I was outside Darwen rather than Damascus: however, the conversion took place just as abruptly, with only a few seconds warning. One moment I was being asked…

– How would you feel about looking after Jay for a while?

[All of my friend’s cats – and horses – were named after birds: Blackbird – ‘Blackie’ for short – a rook-coloured bruiser wearing white gloves (probably concealing knuckle-dusters); and big bullying brother to Kestrel – a beautiful, mournful tabby, with the same gleaming toes; and currently Jay – who, not being a blood relative, was beaten up by both of them almost daily, and therefore frequently went missing for days, and always came home injured. Why Kestrel didn’t also fly away – without the “coming home” bit, of course… – I shall never know for certain. Timidity is one possibility; but likely also some warped form of sibling loyalty.]

Wednesday, 31 January 2024

Can I take your postcode, please…?

Exactly ten thousand days ago today, driving home on a gently warm afternoon in the middle of September 1996, I was on the receiving end of the first of three serious road traffic collisions (RTCs) that wrote-off the succession of vehicles I was driving and increasingly damaged my neck: leading, ten years later – despite hundreds of physiotherapy sessions, and many, various minor operations – to major, and extended, surgery: when my cervical spine was stabilized from the front with four surprisingly lengthy screws and a sizable titanium plate. (My neck was so badly deformed – like the poor cars before it – that a bespoke mechanical replacement for one of my cervical disks had to be forgone; and the two vertebrae surrounding it were instead fused together.) I have not seen my shoulders since.

Sunday, 7 January 2024

Unless a man starts afresh about things…

Loweswater at dawn, frozen in time
Loweswater at dawn, frozen in time

My first walk of the new year: and to a location now – as it will be forever – so very near to the centre of my heart and melded so very closely with my mind.

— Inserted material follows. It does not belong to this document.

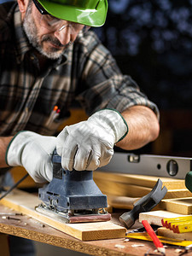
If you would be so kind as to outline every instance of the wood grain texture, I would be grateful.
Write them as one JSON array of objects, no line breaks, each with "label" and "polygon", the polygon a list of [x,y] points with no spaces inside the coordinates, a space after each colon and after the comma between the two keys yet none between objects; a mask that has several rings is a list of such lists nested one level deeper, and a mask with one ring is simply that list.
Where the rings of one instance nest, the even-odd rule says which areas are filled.
[{"label": "wood grain texture", "polygon": [[162,226],[161,219],[165,218],[176,218],[181,216],[188,216],[183,214],[174,213],[168,211],[154,211],[148,212],[142,212],[139,214],[139,222],[146,219],[150,224]]},{"label": "wood grain texture", "polygon": [[174,239],[189,240],[191,241],[192,243],[192,232],[177,234],[174,233],[172,230],[162,227],[158,229],[158,235]]},{"label": "wood grain texture", "polygon": [[0,233],[0,248],[1,255],[9,256],[8,235]]},{"label": "wood grain texture", "polygon": [[[0,212],[15,212],[14,210],[3,205],[0,205]],[[119,224],[119,214],[118,213],[113,213],[113,222]],[[47,224],[43,224],[41,222],[26,215],[18,218],[20,218],[19,221],[0,218],[0,232],[95,256],[137,256],[144,255],[149,249],[150,251],[155,249],[151,241],[134,239],[125,242],[125,237],[83,241]],[[142,224],[137,221],[132,229],[139,227],[142,227]],[[134,247],[140,244],[143,246],[138,247]],[[122,247],[117,247],[116,245],[119,245]],[[1,252],[2,250],[3,247],[1,247]],[[174,253],[174,250],[168,248],[166,249],[166,254],[169,256],[177,256],[177,253]]]},{"label": "wood grain texture", "polygon": [[166,211],[181,213],[192,213],[192,197],[162,200],[160,206]]},{"label": "wood grain texture", "polygon": [[40,201],[38,196],[19,189],[1,201],[1,203],[23,214],[42,221],[82,241],[125,237],[126,230],[112,221],[84,224],[65,224],[35,211]]},{"label": "wood grain texture", "polygon": [[[155,176],[118,173],[118,170],[117,173],[96,171],[93,172],[93,177],[95,180],[104,179],[108,181],[137,185],[150,189],[154,188],[159,178],[159,177]],[[183,179],[163,177],[161,177],[160,179],[163,183],[163,185],[166,186],[167,189],[186,189]]]},{"label": "wood grain texture", "polygon": [[[94,180],[102,192],[107,195],[128,197],[143,197],[152,190],[152,189],[148,187],[118,183],[114,181],[105,180],[103,178],[95,178]],[[170,189],[164,198],[170,199],[181,197],[192,197],[192,193],[186,188],[177,189]]]}]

Yet, on Saturday, it was clothed so tightly in frost, and held so singularly still, that its icebound enchantment freshly conjured even more enthralling memories to be layered, interlaced, with those soothing ones already possessed. Not just visual – such as the moon-glinted mint-white of the fields below fells of dry-cured bacon; and audible – the rushing becks, the joyful birds; but also, of course, sensual – the ice tightening my face like Botox; the frozen, sogged soil crunching beneath my boots, spongily, surprisingly, bearing my weight… – along with the absolute astonishing absence of Aeolus or his team of Anemoi: their breaths apparently held abnormally tightly, or at least currently (although Eurus would soon awaken: his lazy easterly breeze drawing disappointing clouds to mask the valley from the sun – whose rise I had come to witness, of course… – as well as stinging my eyes on my return…). The place looked and felt new-made: its birth accompanied by nature’s gently twinkling fanfarades!